Here's a fantastic bit of writing about Womack by Barney Hoskyns, from the intro to his long NME profile of October 6th 1984, readable in full at Rock's Back Pages (if you're a subscriber).
"I'd like you to hear the Bobby
Womack that's in my head, the sound that floods my brain suddenly as I'm
standing in a bus queue, the feel of the particular shapes and inflections he
presses into his words.
"I want to tell you that (for me, for some reason) Bobby
Womack's is almost the greatest music on earth.
"There are Bobby Womack songs which
have taken me over for hours, days, weeks, enveloped me because within them
there is a hold on the dynamics and tensions of soul music which is fuller,
more absolute, than the hold or emotional grip of others. A gut grit, a root
pain which Bobby would say is his gospel base but for me just is, is this pure
heart, the gnawing need to give out the pain as a joy.

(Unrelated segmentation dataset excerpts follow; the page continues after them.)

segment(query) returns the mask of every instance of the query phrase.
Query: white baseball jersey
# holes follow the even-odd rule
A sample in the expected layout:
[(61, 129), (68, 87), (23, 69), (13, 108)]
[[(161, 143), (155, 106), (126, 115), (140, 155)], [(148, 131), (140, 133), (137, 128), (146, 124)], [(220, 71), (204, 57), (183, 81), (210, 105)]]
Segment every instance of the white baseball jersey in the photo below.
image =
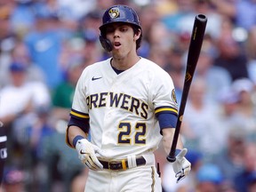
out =
[(91, 141), (111, 158), (152, 153), (162, 139), (156, 114), (177, 114), (172, 80), (144, 58), (119, 75), (110, 60), (84, 68), (70, 114), (90, 118)]

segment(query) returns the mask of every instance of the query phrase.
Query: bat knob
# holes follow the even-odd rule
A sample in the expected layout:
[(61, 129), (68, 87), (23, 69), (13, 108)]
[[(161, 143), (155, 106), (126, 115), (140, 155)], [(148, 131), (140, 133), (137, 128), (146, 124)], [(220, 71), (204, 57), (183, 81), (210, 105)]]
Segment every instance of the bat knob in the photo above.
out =
[(200, 20), (201, 22), (206, 22), (207, 21), (207, 17), (204, 14), (198, 14), (196, 16), (196, 20)]
[(171, 163), (173, 163), (176, 161), (176, 157), (175, 156), (168, 156), (166, 157), (167, 161), (171, 162)]

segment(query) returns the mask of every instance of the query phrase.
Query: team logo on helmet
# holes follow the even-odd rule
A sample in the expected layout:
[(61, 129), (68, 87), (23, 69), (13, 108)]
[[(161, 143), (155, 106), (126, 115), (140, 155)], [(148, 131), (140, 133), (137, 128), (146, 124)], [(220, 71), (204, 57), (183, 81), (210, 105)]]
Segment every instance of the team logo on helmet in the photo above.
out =
[(117, 18), (120, 14), (118, 7), (113, 7), (108, 11), (108, 14), (110, 18), (115, 19)]

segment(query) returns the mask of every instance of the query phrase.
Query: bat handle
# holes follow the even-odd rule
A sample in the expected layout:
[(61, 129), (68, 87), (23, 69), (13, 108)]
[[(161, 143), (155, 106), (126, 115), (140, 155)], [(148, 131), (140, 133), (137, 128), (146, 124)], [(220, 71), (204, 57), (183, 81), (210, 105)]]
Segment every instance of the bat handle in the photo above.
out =
[(166, 157), (167, 161), (171, 162), (171, 163), (173, 163), (176, 161), (176, 157), (175, 157), (175, 154), (174, 155), (172, 155), (172, 154), (169, 154)]

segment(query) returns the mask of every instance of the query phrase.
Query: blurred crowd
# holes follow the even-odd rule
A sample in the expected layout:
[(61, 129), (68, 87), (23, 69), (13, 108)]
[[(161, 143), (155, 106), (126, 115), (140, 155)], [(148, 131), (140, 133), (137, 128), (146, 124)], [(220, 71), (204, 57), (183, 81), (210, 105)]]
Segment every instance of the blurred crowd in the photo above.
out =
[(176, 184), (160, 146), (163, 191), (255, 192), (255, 0), (0, 0), (0, 191), (84, 191), (87, 169), (65, 144), (66, 125), (83, 69), (109, 56), (99, 27), (115, 4), (140, 15), (139, 55), (171, 75), (178, 102), (195, 16), (208, 18), (181, 125), (192, 171)]

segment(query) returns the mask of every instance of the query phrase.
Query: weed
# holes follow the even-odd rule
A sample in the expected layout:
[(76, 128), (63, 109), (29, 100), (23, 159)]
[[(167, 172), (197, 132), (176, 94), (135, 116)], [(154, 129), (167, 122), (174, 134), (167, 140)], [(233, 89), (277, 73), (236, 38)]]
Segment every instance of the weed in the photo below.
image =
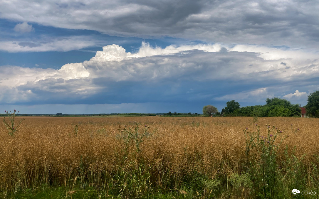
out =
[(20, 112), (19, 111), (18, 111), (17, 112), (17, 111), (16, 109), (14, 109), (13, 111), (13, 112), (11, 113), (11, 111), (4, 111), (4, 112), (7, 113), (8, 115), (8, 117), (9, 118), (9, 122), (8, 122), (5, 121), (5, 117), (4, 117), (3, 119), (3, 123), (4, 123), (4, 125), (5, 126), (5, 127), (6, 127), (7, 129), (8, 130), (8, 133), (10, 135), (13, 136), (13, 135), (15, 132), (17, 131), (18, 130), (18, 128), (20, 126), (20, 125), (21, 124), (21, 122), (22, 121), (24, 120), (24, 119), (22, 118), (20, 120), (20, 122), (19, 122), (19, 124), (16, 125), (16, 126), (15, 126), (14, 123), (14, 119), (17, 116), (17, 115), (16, 114), (16, 113), (18, 114), (18, 113)]

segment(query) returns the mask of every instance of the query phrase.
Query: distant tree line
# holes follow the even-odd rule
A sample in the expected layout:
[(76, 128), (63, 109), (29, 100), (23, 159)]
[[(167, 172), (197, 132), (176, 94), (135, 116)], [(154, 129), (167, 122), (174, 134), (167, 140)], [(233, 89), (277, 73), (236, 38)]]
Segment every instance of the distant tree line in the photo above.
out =
[(195, 113), (194, 114), (192, 114), (190, 112), (189, 113), (176, 113), (176, 112), (175, 112), (173, 113), (172, 113), (172, 112), (170, 111), (167, 113), (164, 113), (163, 114), (163, 115), (164, 116), (176, 116), (178, 115), (188, 115), (188, 116), (196, 116), (199, 115), (200, 114), (198, 114), (197, 113)]
[(247, 117), (300, 117), (301, 109), (299, 104), (291, 104), (284, 99), (274, 98), (266, 100), (266, 104), (240, 107), (234, 100), (227, 102), (222, 110), (224, 116)]

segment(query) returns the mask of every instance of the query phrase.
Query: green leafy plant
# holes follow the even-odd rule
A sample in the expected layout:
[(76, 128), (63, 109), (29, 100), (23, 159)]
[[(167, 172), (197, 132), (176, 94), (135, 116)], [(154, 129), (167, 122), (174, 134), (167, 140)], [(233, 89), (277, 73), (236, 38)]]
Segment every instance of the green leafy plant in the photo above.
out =
[(9, 135), (12, 136), (13, 136), (14, 133), (18, 130), (18, 128), (21, 124), (21, 122), (24, 120), (24, 119), (23, 118), (20, 120), (20, 122), (18, 125), (16, 125), (14, 123), (15, 118), (17, 116), (16, 113), (17, 114), (20, 111), (19, 111), (17, 112), (17, 110), (15, 109), (13, 111), (13, 112), (12, 113), (11, 113), (11, 111), (4, 111), (4, 112), (6, 113), (8, 115), (8, 117), (9, 118), (9, 122), (8, 122), (6, 121), (5, 117), (3, 119), (3, 123), (4, 123), (5, 127), (6, 127), (7, 129), (8, 129), (8, 133)]
[[(282, 131), (274, 126), (271, 129), (269, 124), (266, 125), (268, 135), (262, 135), (260, 127), (257, 127), (256, 132), (249, 132), (247, 128), (243, 130), (248, 173), (256, 197), (275, 198), (278, 196), (276, 191), (281, 175), (276, 157), (285, 137), (282, 137)], [(280, 139), (275, 142), (278, 137)]]

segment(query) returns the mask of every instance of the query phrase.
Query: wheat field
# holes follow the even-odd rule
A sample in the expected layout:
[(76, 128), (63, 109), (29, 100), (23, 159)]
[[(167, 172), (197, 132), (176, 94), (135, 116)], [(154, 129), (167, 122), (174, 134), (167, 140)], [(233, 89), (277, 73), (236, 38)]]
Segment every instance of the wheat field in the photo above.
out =
[[(285, 158), (287, 146), (288, 153), (303, 157), (307, 171), (318, 164), (317, 119), (259, 118), (256, 122), (244, 117), (24, 118), (13, 136), (4, 125), (0, 128), (0, 188), (4, 192), (43, 183), (72, 188), (77, 178), (97, 188), (105, 188), (119, 170), (132, 169), (128, 162), (141, 160), (147, 167), (150, 183), (158, 187), (178, 187), (189, 173), (227, 179), (244, 171), (243, 130), (256, 131), (256, 122), (262, 134), (266, 135), (269, 124), (289, 136), (281, 145), (278, 159)], [(125, 126), (135, 128), (135, 122), (139, 123), (139, 132), (149, 127), (138, 154), (133, 143), (125, 151), (127, 135), (122, 132)]]

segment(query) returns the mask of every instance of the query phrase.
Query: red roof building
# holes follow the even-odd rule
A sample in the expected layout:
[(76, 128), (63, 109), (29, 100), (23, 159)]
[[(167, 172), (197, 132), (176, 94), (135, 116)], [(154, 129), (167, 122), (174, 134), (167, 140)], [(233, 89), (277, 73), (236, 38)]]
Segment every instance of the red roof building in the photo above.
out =
[(305, 117), (305, 114), (307, 112), (307, 111), (306, 110), (306, 108), (300, 107), (300, 109), (301, 109), (301, 117)]

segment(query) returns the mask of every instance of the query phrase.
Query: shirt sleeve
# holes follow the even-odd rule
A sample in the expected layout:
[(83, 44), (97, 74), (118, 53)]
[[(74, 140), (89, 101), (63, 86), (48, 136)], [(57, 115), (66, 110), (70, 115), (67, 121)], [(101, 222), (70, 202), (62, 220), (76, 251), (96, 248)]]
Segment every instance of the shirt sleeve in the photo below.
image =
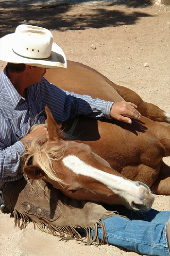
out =
[(15, 176), (18, 172), (21, 156), (25, 152), (24, 147), (18, 141), (11, 143), (10, 128), (0, 113), (0, 182), (9, 177)]
[(80, 115), (92, 118), (112, 119), (110, 111), (113, 102), (65, 91), (44, 78), (40, 90), (42, 108), (47, 105), (56, 120), (66, 121)]

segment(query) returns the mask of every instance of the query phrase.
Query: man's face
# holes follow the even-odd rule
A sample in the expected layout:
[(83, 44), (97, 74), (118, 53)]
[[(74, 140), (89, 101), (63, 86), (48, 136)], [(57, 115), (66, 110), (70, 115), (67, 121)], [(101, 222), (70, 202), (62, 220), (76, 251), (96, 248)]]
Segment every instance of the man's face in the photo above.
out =
[(32, 84), (39, 83), (42, 80), (42, 78), (46, 72), (47, 69), (44, 68), (39, 68), (38, 67), (32, 67), (31, 71), (31, 80), (32, 80)]

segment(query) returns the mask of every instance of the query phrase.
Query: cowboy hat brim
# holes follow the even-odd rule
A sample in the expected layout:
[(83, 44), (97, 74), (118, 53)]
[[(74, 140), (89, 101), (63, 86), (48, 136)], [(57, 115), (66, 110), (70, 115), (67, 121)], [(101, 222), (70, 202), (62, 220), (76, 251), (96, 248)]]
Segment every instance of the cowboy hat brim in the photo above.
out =
[(15, 64), (25, 64), (46, 68), (67, 68), (66, 57), (61, 48), (53, 42), (50, 57), (46, 59), (35, 59), (25, 57), (13, 51), (12, 43), (14, 33), (0, 39), (0, 59), (6, 62)]

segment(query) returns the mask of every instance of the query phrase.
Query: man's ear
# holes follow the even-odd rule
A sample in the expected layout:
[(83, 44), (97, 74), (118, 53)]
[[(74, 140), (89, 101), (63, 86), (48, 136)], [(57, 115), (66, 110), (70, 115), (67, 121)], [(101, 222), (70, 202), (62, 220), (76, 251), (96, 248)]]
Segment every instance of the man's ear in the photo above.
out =
[(30, 73), (32, 69), (34, 67), (31, 65), (26, 64), (26, 69), (28, 72)]

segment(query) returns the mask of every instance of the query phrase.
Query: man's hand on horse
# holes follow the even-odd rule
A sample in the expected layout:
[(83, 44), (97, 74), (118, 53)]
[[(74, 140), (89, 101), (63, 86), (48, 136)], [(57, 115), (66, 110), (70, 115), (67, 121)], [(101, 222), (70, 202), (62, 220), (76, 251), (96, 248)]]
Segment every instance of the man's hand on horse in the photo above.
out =
[(112, 107), (111, 115), (118, 121), (132, 124), (131, 118), (137, 120), (140, 118), (141, 114), (136, 109), (137, 108), (137, 106), (131, 102), (115, 102)]

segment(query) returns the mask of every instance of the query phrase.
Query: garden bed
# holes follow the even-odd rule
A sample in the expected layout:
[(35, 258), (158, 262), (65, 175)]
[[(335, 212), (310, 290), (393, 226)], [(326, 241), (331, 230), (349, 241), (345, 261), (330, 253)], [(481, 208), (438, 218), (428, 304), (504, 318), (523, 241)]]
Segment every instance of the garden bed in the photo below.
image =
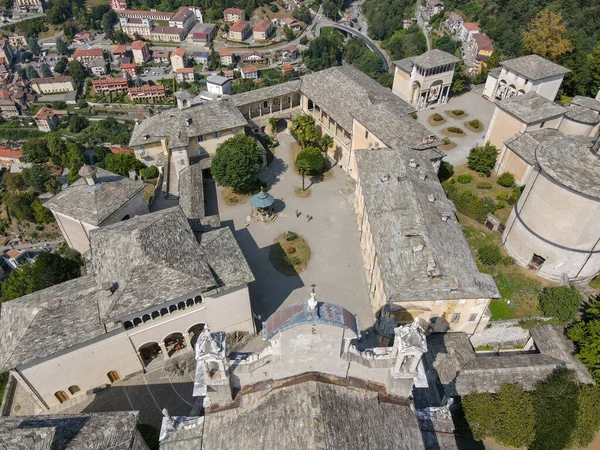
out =
[(302, 236), (291, 233), (292, 239), (288, 240), (287, 233), (280, 234), (271, 246), (269, 260), (278, 272), (292, 276), (303, 272), (310, 259), (310, 247)]

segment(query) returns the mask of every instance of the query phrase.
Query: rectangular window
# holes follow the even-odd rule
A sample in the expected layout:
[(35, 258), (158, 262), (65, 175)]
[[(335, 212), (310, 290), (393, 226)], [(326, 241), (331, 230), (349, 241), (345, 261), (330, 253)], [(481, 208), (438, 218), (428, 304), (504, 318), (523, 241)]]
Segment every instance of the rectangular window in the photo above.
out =
[(540, 267), (542, 267), (542, 264), (544, 264), (545, 261), (545, 258), (542, 258), (540, 255), (536, 255), (534, 253), (531, 261), (529, 262), (529, 269), (538, 270)]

"I can't touch this heart with
critical language.
"I suppose I want to say, in all
seriousness, that this music moves and transforms me more than all the music of
Marvin and Stevie put together. When I hear this voice at its best, I fall into
its movement, its pace, more helplessly than into any other I know. I'll be
walking home and out of nowhere it'll grab me, fill me till I want to burst
with it. It's as though my own voice strained with his, my own throat winding
round his snarls and those long, burnt cries.
"Of course other singers have done
this to me, pulled me apart with the fury of their desire or sorrow.
"Not many
of them are still kicking, though. Womack seems to me the most original and
longest-surviving of the classic, gospel-rooted school. Screw the soul boom: The
Poet II album this year outshines everything. 'Love Wars', SOS Band, the
lot. The passion of Poet II is titanic, Womack & Womack's is just
local...
"I can pin nothing on Bobby Womack
other than to note that he is a certain kind of breath trapped between certain
sorts of beat. He is the moment of emotional truth which will keep escaping. If
one could write down, notate what Bobby Womack technically does when he turns a
tiny phrase into a magical confession ringing in your ears for years...well,
there'd be no need for him to do it, would there?"
Swayed by Barney's advocacy and by the critical climate of that moment, I bought The Poet II and went to see Womack perform at Oxford Apollo (the very same show mentioned by Barney in the full-length NME piece, and mentioned as lacklustre - I had nothing to compare it with, so it seemed pretty amazing to me. Indeed, with the possible exception of Solomon Burke at EMP some years ago, it remains the only old-fashioned soul revue I've seen). Also picked up some of the classic Seventies album, records with titles like Communication and Understanding. But I never quite got to feeling the way Barney does here, either subjectively (other soul singers take precedence for me) or objectively ("The Last Soul Man", the NME article asserts in its headline, which might be true, but few would claim Womack was the Greatest). Still, it's a beautiful testament, a sort of ecstastic dissection of the way in which a particular voice can entwine with your own voice, implant itself in your throat and impose its emotional language.